Aquecimento global, um predador?

O sapo-dourado-do-Panamá ( Atelopus zeteki ) é uma das 427 espécies de anfíbios em risco iminente de extinção, segundo a União Internacional de Conservação da Natureza (IUCN). Os autores do estudo acreditam que animais de outros grupos devem enfrentar o mesmo problema nos próximos anos (foto: Forrest Brem).

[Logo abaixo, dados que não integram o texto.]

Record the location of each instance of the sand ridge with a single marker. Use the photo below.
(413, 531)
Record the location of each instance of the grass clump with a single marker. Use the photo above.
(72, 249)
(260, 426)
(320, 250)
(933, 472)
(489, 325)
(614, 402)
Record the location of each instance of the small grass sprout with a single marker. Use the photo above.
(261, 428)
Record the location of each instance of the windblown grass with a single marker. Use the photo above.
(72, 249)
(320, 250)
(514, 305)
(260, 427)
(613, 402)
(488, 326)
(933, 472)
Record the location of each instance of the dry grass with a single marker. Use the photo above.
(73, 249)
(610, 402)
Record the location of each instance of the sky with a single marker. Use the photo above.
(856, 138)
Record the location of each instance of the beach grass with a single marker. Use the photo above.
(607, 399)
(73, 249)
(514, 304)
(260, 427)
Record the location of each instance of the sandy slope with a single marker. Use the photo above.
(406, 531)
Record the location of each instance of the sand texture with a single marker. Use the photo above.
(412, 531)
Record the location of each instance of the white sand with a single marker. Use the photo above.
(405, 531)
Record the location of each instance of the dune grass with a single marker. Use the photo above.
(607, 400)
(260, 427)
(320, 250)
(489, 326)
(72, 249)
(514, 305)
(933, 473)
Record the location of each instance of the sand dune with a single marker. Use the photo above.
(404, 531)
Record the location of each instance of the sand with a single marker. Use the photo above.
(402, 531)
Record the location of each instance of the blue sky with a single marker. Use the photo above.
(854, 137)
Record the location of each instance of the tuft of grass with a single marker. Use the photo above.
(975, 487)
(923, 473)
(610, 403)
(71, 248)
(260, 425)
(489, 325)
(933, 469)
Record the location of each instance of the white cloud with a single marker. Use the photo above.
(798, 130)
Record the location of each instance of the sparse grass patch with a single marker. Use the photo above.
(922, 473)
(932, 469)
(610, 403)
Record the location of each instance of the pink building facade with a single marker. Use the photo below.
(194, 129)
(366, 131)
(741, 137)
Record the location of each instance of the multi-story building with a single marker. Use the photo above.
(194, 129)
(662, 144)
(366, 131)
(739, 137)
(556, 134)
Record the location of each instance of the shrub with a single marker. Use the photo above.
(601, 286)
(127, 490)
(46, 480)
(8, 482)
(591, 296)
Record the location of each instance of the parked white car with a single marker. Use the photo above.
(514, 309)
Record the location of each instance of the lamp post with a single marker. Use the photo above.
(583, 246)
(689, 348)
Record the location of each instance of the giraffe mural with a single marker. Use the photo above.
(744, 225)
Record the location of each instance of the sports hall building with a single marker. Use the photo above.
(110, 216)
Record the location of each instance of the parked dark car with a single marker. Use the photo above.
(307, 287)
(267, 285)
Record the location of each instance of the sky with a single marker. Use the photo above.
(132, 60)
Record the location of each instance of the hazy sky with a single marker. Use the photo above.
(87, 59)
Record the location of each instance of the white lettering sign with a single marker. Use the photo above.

Pela primeira vez, dados concretos associam o aquecimento global à extinção de diversas espécies de anfíbios. Pesquisadores encontraram uma forte correlação entre o aumento da temperatura do ar e da superfície dos oceanos e a proliferação de um predador acusado de exterminar dois terços das espécies de sapos do gênero Atelopus , que ocorrem nas Américas Central e do Sul. Publicados na revista Nature de hoje, os resultados já estão gerando controvérsia entre especialistas no mundo inteiro.
 
Segundo os autores da pesquisa, coordenada por J. Alan Pounds, da Reserva de Floresta Tropical de Altitude de Monteverde, na Costa Rica, o aumento da temperatura global cria condições ideais para a reprodução do fungo patogênico quitrídeo ( Batrachochytrium dendrobatidis ). O calor acelera a formação de nuvens nos trópicos, o que diminui as temperaturas diurnas e aumenta as noturnas.
 
No entanto, outros fatores podem estar por trás das extinções. “O fungo pode ser uma das causas do extermínio dos sapos, mas ele atua em conjunto com outros agentes, como vírus e bactérias”, acredita o herpetólogo Luís Felipe de Toledo, da Universidade Estadual Paulista Júlio de Mesquita Filho (Unesp). “De qualquer forma, o calor deixa os anfíbios mais vulneráveis.“
 
Apesar de alguns especialistas estrangeiros terem apontado a costa brasileira como um dos locais de maior ameaça para os sapos, há poucos registros da presença do fungo no país. Segundo Toledo, apenas dez casos de ataques de quitrídeos foram registrados. “Porém, as pesquisas de campo ainda estão começando no Brasil e se sabe muito pouco sobre o fungo”, pondera o herpetólogo. “É provável que surjam novos casos de infecção.”
 

De 1975 a 2000, a temperatura do ar dos trópicos aumentou 0,18ºC por década. Isso corresponde a um número três vezes superior a média de aquecimento do século 20. O aumento da temperatura fragiliza anfíbios como o Atelopus varius (foto: Robert Puschendorf).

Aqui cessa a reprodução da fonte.